A menudo, cuando planteo este tema, alguien pregunta: “¿Pero qué pasa con Europa?” Los judíos en muchos países europeos se sienten asediados, tanto por la derecha resurgente como por los islamistas. Los judíos en Bélgica y París fueron blanco de un cruel terrorismo antisemita en los últimos años. Los judíos europeos te dirán que si bien aún no planean emigrar a Israel, tienen el equipaje preparado. O dirán que no se atreven a usar sus yarmulkes en la calle.

Pero ese es el punto: Estados Unidos no es Europa. Los judíos americanos no viven sus vidas de esa manera. América no ha roto su promesa, y decir eso es desviar la atención. Si levantas la mano y dices “es 1939 de nuevo“, si cuentas tu propia historia como una amenaza de asedio y una amenaza constante, podrías buscar los peores remedios. Pasarás por alto las ventajas, políticas y culturales, que te dan el poder de luchar no solo contra el antisemitismo, sino también contra el fanatismo en todas sus formas.
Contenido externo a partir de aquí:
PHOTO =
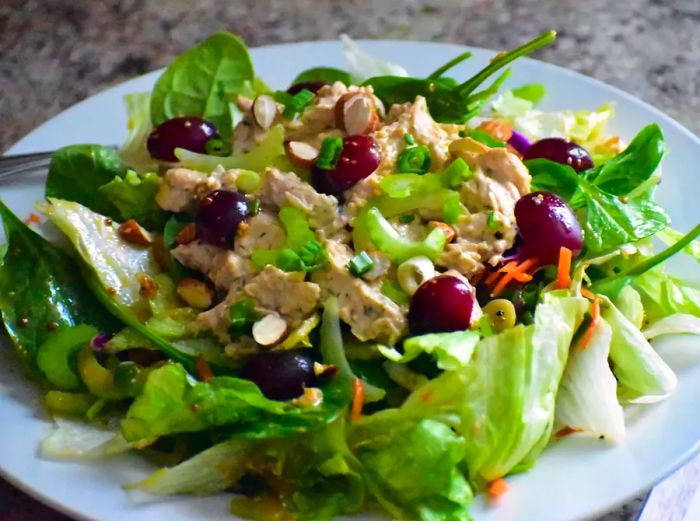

Por ejemplo, quizás lo que podemos ofrecer a los judíos en Europa es el ejemplo estadounidense de abrazar la diversidad, y sugerir que Estados Unidos ha florecido porque fomenta la integración de personas de diferentes credos y colores y orígenes nacionales.

Si el antisemitismo es una enfermedad crónica, podemos combatirla cuando estalle. Pero eso significa buscar el tratamiento adecuado. El fatalismo no es la cura.